His execution was carried out a day after both the U.S. Supreme Court and Missouri's Republican governor, Michael Parson, denied Collings clemency.
"Mr. Collings has received every protection afforded by the Missouri and United States Constitutions, and Mr. Collings' conviction and sentence remain for his horrendous and callous crime," Parson said in a statement.
"The State of Missouri will carry out Mr. Collings' sentence according to the Court's order and deliver justice."
In his final statement, Collings accepted that he was to die.
"Right or wrong I accept this situation for what it is," he wrote. "To anyone that I have hurt in this life I am sorry. I hope that you are able to get closure and move on. Regardless which side of this situation that you are on. You are in my prayers and I hope to see you in heaven one day."
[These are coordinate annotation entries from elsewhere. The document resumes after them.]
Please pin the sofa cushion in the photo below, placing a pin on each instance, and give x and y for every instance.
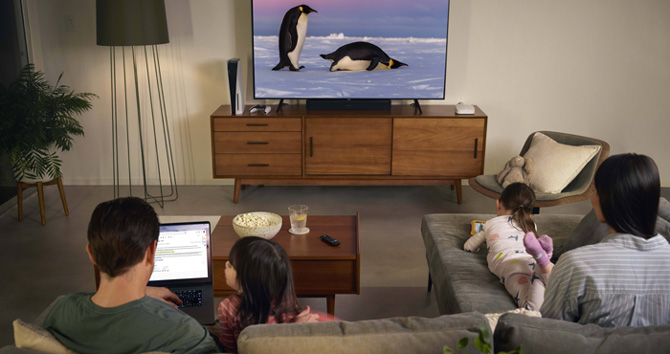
(556, 165)
(391, 335)
(537, 335)
(591, 231)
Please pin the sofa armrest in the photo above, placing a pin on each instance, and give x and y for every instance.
(542, 335)
(390, 335)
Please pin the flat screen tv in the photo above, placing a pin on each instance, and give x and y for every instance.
(351, 49)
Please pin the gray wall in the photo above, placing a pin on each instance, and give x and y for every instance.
(597, 68)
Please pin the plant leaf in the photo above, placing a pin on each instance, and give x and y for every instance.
(462, 343)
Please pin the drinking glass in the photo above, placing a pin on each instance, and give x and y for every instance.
(298, 216)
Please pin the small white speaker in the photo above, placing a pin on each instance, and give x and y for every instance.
(235, 85)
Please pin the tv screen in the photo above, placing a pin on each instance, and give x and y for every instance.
(350, 49)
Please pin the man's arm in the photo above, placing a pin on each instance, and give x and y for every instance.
(163, 294)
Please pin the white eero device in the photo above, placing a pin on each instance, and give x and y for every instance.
(235, 86)
(462, 108)
(258, 108)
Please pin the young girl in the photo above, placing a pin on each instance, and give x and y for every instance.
(260, 272)
(522, 274)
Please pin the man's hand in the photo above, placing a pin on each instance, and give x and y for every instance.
(164, 294)
(305, 316)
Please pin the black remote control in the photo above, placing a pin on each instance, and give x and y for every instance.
(329, 240)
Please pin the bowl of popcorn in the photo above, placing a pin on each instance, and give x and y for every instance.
(257, 223)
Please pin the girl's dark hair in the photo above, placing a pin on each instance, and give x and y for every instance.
(628, 187)
(119, 233)
(520, 199)
(265, 277)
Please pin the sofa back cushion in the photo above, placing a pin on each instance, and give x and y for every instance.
(391, 335)
(538, 335)
(590, 231)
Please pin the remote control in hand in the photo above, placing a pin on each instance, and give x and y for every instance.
(329, 240)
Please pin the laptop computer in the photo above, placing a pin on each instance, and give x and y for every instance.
(183, 264)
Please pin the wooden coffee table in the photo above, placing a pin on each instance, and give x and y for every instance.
(319, 270)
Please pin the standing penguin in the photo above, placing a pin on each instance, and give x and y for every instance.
(292, 37)
(361, 56)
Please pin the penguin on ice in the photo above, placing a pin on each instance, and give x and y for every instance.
(292, 37)
(361, 56)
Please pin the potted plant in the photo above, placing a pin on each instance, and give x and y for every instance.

Collings was convicted of first-degree murder by a jury and sentenced to death for the November 2007 murder of Rowan Ford.
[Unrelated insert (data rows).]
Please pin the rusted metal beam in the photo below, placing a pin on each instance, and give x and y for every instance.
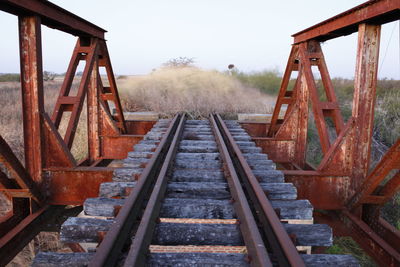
(374, 12)
(53, 16)
(389, 162)
(93, 113)
(366, 77)
(105, 61)
(322, 190)
(32, 94)
(117, 147)
(21, 177)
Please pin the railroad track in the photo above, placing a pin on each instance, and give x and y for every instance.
(196, 193)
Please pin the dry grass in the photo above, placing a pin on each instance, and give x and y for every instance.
(166, 91)
(194, 91)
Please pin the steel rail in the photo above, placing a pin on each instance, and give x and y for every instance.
(109, 249)
(277, 238)
(257, 251)
(140, 244)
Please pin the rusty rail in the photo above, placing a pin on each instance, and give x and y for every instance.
(108, 251)
(277, 238)
(251, 235)
(142, 240)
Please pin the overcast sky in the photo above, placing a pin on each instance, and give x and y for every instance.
(254, 35)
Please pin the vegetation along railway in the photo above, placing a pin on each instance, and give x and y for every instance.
(182, 192)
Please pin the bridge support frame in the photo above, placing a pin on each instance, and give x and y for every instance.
(354, 195)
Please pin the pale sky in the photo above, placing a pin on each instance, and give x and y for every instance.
(254, 35)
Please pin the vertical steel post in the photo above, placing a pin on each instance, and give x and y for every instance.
(301, 137)
(32, 93)
(93, 113)
(364, 99)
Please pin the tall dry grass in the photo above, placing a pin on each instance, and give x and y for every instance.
(194, 91)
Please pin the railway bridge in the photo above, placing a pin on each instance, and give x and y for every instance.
(186, 192)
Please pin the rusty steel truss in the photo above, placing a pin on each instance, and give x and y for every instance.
(348, 196)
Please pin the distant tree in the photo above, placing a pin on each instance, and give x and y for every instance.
(179, 62)
(48, 75)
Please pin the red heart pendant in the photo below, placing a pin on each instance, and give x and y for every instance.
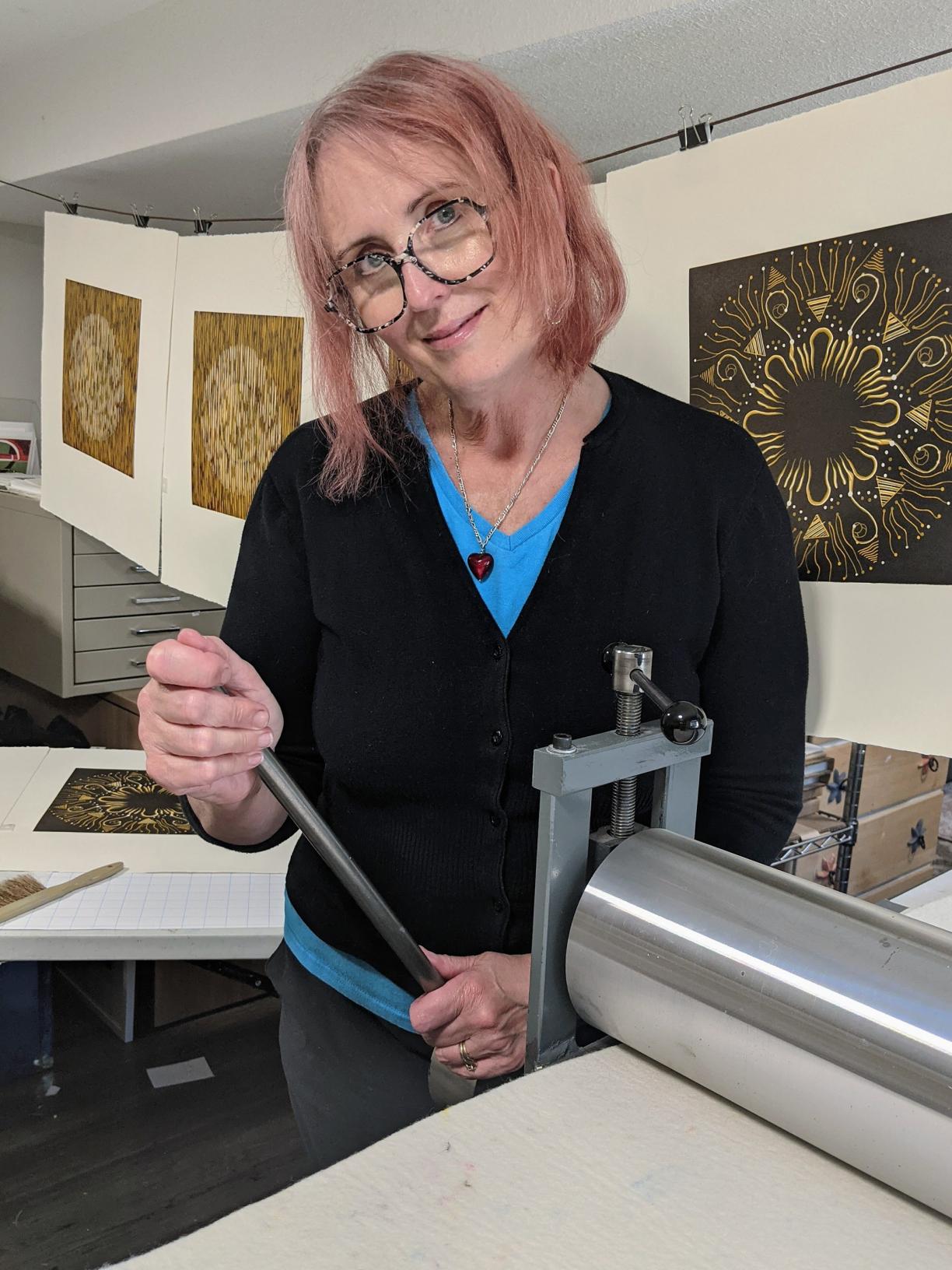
(481, 564)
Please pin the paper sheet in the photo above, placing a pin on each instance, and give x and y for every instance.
(162, 902)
He had confessed to killing the girl, who died by strangulation Nov. 3, 2007.
Collings was a family friend, having lived with Ford's mother, Colleen Munson, and stepfather, David Spears, for a time before the incident.
According to court documents, Collings had been drinking heavily and smoking marijuana along with Spears and another man at Spears' home while Munson was working the night of Nov. 2.
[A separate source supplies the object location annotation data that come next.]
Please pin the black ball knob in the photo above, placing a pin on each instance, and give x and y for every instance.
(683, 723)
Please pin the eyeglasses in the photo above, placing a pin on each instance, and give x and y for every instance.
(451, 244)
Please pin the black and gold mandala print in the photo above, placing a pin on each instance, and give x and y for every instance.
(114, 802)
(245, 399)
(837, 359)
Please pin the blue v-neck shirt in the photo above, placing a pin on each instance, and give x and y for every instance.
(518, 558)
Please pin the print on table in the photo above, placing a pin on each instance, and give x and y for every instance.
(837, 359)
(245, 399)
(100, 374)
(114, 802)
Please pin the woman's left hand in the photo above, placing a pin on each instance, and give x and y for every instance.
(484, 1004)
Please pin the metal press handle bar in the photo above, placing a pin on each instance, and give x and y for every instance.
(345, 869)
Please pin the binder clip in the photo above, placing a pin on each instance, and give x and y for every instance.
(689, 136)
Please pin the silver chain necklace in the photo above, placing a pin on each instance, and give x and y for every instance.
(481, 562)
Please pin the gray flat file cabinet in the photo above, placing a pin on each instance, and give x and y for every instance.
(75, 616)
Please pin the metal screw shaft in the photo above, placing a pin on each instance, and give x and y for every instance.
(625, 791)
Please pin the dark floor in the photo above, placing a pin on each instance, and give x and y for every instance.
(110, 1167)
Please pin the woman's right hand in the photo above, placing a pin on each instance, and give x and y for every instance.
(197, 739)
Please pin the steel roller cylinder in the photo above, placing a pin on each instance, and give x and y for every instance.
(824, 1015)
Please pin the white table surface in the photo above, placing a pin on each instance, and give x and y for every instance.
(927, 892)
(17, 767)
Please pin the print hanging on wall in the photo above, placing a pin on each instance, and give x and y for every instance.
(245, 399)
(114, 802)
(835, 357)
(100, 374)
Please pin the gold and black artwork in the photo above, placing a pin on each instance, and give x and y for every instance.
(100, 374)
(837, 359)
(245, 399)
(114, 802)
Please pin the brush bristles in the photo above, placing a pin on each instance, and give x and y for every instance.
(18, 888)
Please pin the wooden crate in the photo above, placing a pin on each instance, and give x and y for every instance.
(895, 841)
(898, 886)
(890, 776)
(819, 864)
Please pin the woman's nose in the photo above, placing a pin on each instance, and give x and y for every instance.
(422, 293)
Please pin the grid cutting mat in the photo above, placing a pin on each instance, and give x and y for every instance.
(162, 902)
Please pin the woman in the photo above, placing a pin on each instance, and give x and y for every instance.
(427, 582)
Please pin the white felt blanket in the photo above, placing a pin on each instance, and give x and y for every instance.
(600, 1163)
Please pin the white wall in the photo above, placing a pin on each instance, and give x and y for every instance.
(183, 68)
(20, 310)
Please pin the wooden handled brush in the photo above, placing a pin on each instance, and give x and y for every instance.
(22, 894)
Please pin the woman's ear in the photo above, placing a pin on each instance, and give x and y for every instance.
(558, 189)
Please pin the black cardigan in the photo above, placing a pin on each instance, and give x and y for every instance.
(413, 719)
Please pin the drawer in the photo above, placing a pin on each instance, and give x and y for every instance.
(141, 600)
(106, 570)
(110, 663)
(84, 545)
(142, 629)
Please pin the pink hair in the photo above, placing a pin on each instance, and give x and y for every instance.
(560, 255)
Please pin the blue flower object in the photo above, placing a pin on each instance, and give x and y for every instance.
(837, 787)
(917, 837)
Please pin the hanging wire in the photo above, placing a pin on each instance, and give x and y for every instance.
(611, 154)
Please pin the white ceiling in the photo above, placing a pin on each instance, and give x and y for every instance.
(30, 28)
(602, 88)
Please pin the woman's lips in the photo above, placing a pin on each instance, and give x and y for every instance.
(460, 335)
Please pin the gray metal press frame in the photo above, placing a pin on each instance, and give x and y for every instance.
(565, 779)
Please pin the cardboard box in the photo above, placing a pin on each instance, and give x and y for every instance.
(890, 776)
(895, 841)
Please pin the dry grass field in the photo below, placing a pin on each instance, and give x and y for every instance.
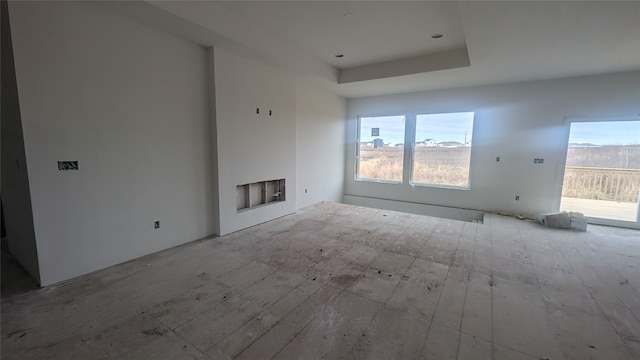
(442, 166)
(450, 166)
(626, 157)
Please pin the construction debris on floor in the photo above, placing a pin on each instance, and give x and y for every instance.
(337, 281)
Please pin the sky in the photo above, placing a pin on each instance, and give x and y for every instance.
(438, 127)
(606, 133)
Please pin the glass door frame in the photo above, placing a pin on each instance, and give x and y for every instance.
(567, 121)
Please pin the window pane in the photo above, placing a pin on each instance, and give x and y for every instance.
(443, 149)
(381, 148)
Leaving Ford alone at the house, the trio then went to Collings' trailer, where they continued drinking. After Spears and the other man left, Collings raced back to Spears' house, knowing he could beat them back, and picked up the sleeping Ford, whom he placed in his truck.
He then drove back to his trailer, where he assaulted her, which caused Ford to awake. Court documents state that Collings killed Ford with a cord after she saw his face in the moonlight.
Collings discarded her body in a Fox Hollow sinkhole. He then returned to the trailer where he burned his clothing, mattress and the cord used to kill Ford.
When Munson returned home from work the next morning, Spears had told her Ford spent the night at a friend's house, but when she never returned, she reported her daughter missing to police.
Ford's body was found on Nov. 9
Collings confessed to the crime. However, according to court documents and Collings' request for clemency, so did Spears, who told authorities he had been involved in both the rape, murder and disposal of his stepdaughter.
Spears was allowed to plead guilty to lesser related offenses after Collings received the death penalty and served 11 years in prison.
The sentencing disparity is one reason cited by Death Penalty Action in seeking to halt Collings' execution.
His clemency petition also cited his traumatic youth and "structurally abnormal brain." The document states that as a result of this condition, Collings, who is a father of two grown women, "suffers from functional deficits in awareness, judgment and deliberation, comportment, appropriate social inhibition and emotional regulation."
Collings was the fourth death row inmate to be executed in Missouri this year and the 23rd in the United States.